If the intent is all that mattered, Jayeshbhai Jordaar would certainly have been one of the most remarkable films in recent times. It uses comedy, proven to be effective while dealing with social evils, to tell us what misogyny could lead us to. Not just that, Jayeshbhai Jordaar delves into the deep-seated issues that are linked to female infanticide. Alas!

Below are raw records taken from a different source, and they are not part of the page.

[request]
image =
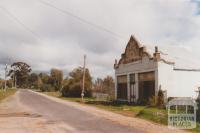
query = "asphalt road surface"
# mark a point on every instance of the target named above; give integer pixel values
(77, 121)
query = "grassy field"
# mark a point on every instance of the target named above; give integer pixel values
(144, 112)
(8, 92)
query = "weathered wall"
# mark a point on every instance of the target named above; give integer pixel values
(178, 83)
(144, 65)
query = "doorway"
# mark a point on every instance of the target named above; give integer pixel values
(146, 86)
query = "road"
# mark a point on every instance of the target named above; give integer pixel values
(33, 112)
(74, 119)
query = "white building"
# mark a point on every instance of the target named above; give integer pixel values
(143, 70)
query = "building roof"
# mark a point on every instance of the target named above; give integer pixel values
(181, 57)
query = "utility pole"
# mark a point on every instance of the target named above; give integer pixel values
(5, 77)
(83, 89)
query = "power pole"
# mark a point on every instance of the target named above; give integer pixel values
(83, 89)
(5, 77)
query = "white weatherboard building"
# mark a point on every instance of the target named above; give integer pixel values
(143, 70)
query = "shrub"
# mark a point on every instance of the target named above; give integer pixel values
(75, 90)
(157, 101)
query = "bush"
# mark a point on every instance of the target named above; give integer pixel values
(75, 90)
(157, 101)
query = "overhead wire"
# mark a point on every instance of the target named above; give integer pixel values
(16, 19)
(82, 19)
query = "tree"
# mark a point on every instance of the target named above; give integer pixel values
(34, 81)
(21, 71)
(56, 79)
(73, 87)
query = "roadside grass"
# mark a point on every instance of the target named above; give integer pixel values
(149, 113)
(8, 92)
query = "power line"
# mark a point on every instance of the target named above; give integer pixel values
(81, 19)
(20, 22)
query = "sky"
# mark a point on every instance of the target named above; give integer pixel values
(57, 33)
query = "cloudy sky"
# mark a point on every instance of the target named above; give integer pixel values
(57, 33)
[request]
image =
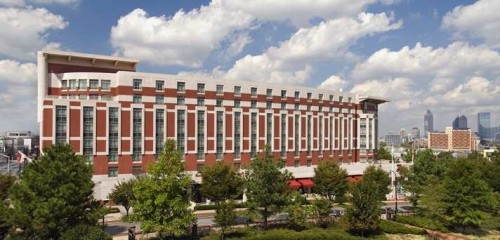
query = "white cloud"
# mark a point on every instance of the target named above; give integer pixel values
(20, 3)
(334, 83)
(24, 31)
(480, 19)
(291, 61)
(17, 95)
(185, 39)
(299, 12)
(455, 60)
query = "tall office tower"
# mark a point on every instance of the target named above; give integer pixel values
(415, 133)
(460, 122)
(483, 125)
(428, 122)
(119, 119)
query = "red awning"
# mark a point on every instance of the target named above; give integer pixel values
(306, 182)
(294, 184)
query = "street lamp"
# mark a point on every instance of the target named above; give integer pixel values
(395, 192)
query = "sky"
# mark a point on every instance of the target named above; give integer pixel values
(420, 54)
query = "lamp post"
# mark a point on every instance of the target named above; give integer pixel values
(395, 192)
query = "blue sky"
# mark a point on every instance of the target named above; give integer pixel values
(420, 54)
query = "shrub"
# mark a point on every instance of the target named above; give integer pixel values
(397, 228)
(422, 222)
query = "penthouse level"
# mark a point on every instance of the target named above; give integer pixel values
(119, 118)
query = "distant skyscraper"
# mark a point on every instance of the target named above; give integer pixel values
(428, 122)
(460, 122)
(483, 125)
(415, 133)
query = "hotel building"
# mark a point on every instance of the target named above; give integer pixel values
(119, 118)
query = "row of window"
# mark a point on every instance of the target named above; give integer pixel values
(219, 89)
(93, 84)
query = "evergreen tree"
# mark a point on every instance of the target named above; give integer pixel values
(53, 195)
(123, 194)
(330, 180)
(222, 185)
(362, 213)
(161, 201)
(267, 186)
(463, 199)
(380, 178)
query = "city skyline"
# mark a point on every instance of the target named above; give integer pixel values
(438, 55)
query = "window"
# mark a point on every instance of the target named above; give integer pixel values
(160, 130)
(137, 98)
(136, 134)
(88, 131)
(219, 134)
(136, 170)
(181, 86)
(201, 88)
(253, 104)
(72, 84)
(200, 102)
(105, 84)
(269, 105)
(137, 84)
(237, 90)
(181, 124)
(253, 92)
(112, 172)
(253, 134)
(94, 84)
(237, 135)
(160, 99)
(200, 140)
(160, 85)
(181, 101)
(113, 134)
(297, 135)
(219, 89)
(61, 124)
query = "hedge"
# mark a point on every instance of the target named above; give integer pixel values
(397, 228)
(422, 222)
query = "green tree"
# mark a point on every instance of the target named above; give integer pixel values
(426, 170)
(6, 181)
(53, 194)
(362, 213)
(383, 154)
(222, 185)
(380, 178)
(267, 186)
(322, 208)
(330, 180)
(161, 201)
(462, 199)
(123, 194)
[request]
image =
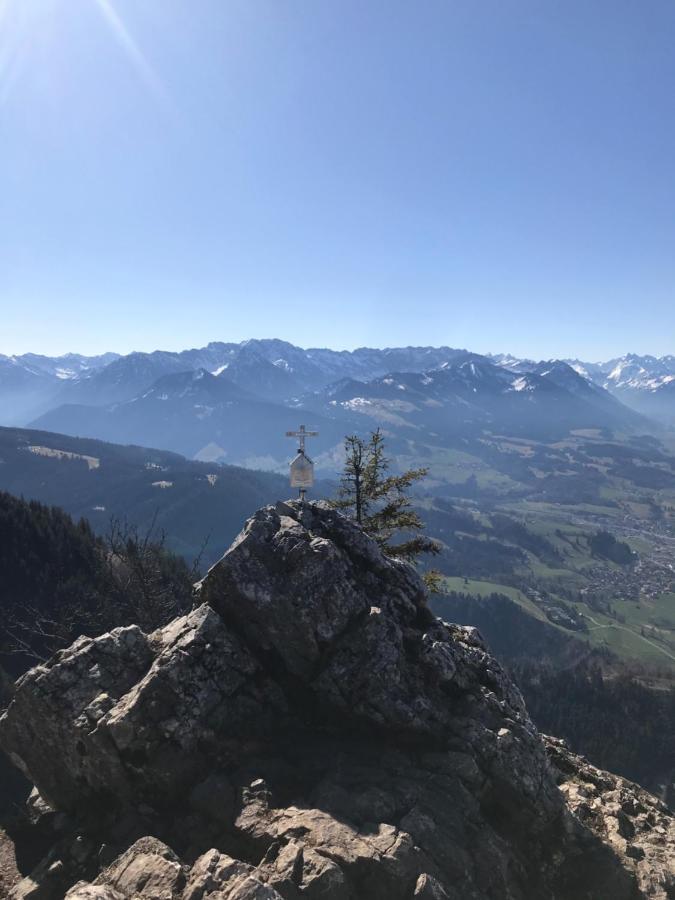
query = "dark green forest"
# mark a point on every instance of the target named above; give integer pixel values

Set in a small village named Pravingadh in the state of Gujarat, this is the story of Jayeshbhai and his family. His wife, Mudra, is pregnant for the eighth time. She has already gone through six abortions after the birth of her first child, a daughter. Jayesh’s father, the head man of the village, would not settle for anything but a boy who can take the lineage ahead. And this has brought perils to the life of Mudra, despite her loving husband. But things are bound to change this time as Jayesh decides he has had enough. Unlike the usual filmy heroes though, Jayesh is not fighting it out. He is not standing up to his family… he is merely fleeing with this pregnant wife and daughter.
Here on, the film is more or less a chase drama, laced with comedy and ample plot points that take on basic issues that come together to create a misogynist society – from domestic violence to regressive customs. One of Jayeshbhai Jordaar’s more interesting talking points is the usage of pappi (kiss) as a form of expression of love when reciprocated by both persons involved. Something that could make a relationship less one-sided and more mutual, providing both people a sense of gratification.

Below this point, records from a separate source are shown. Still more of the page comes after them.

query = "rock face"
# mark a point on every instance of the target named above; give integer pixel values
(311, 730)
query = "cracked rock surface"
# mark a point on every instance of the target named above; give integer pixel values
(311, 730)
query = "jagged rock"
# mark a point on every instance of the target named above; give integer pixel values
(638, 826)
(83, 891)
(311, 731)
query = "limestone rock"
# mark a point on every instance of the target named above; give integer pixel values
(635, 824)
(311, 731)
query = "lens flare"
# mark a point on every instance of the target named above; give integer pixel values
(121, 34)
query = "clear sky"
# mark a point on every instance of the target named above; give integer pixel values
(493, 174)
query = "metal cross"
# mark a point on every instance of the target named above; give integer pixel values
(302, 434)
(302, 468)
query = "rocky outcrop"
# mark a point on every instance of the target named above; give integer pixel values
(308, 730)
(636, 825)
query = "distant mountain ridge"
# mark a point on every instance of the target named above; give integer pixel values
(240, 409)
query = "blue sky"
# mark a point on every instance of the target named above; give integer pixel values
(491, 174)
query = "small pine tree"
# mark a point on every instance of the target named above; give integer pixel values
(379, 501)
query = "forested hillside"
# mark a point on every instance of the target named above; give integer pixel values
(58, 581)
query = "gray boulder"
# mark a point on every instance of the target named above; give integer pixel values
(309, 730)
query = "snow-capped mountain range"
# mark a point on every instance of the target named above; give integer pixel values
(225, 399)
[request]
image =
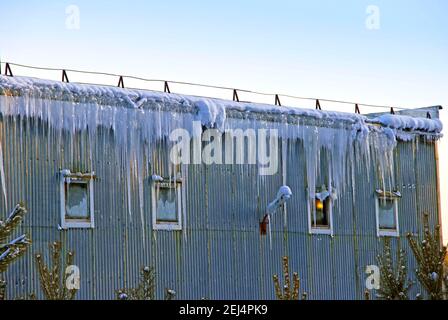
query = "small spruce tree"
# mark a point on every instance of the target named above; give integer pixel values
(394, 284)
(430, 255)
(11, 250)
(288, 292)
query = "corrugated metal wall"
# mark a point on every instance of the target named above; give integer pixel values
(220, 253)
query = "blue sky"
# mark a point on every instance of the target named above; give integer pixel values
(314, 48)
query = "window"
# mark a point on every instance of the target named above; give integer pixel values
(387, 213)
(320, 209)
(77, 208)
(167, 203)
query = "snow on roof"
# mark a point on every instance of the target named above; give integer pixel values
(211, 112)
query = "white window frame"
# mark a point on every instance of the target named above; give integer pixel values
(320, 230)
(392, 196)
(167, 225)
(67, 223)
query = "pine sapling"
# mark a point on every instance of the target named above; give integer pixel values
(288, 292)
(430, 255)
(14, 249)
(394, 284)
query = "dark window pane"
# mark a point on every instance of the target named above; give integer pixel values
(386, 214)
(322, 210)
(77, 201)
(166, 204)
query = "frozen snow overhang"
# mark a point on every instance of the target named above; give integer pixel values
(420, 121)
(214, 112)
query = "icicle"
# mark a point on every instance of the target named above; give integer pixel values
(2, 174)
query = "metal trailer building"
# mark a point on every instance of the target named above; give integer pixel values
(88, 162)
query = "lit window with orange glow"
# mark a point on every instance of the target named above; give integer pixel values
(320, 220)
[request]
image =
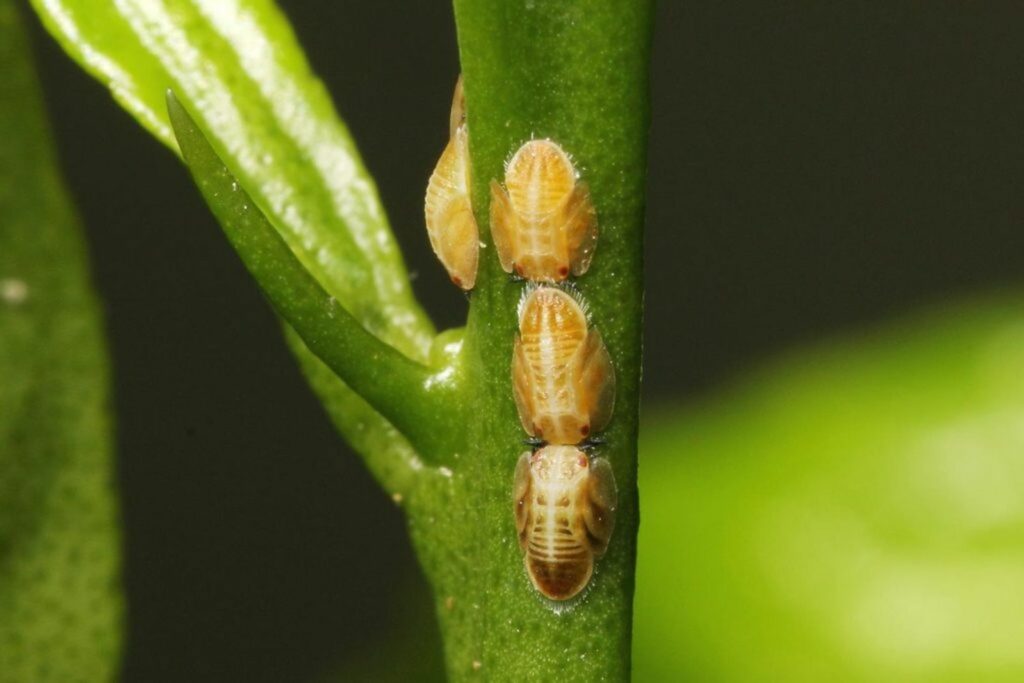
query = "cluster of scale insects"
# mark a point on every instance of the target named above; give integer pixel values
(544, 228)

But despite all the great ideas, Jayesbhai Jordaar falls well short of what it could have possibly achieved. Its biggest strength unfortunately turns out to be its biggest drawback. The relentless need to keep it funny fails to keep the screenplay engaging beyond a certain limit. And suddenly you feel like you are headed for a Priyadarshan-esque ending from the early 2000s.
Screenplay irrespective, Ranveer Singh as Jayeshbhai is the life of the movie. He transforms into this character who is unknowingly a feminist, someone you would root for… and at the same time someone who is annoyingly incapable of standing up to his father. Also holding up the film is an immensely likable performance by the young Jai Vidya as the spunky internet-savvy daughter of Jayeshbhai.
Undoubtedly Jayeshbhai Jordaar has a heart. But Divyang Thakkar’s debut director does get lost in its own ambition to push as many agendas as possible. As they say, too much of everything… blah blah. Well, this film certainly is a departure from the testosterone-driven mindless action sagas we have seen scoring big off late – in case that is enough for you.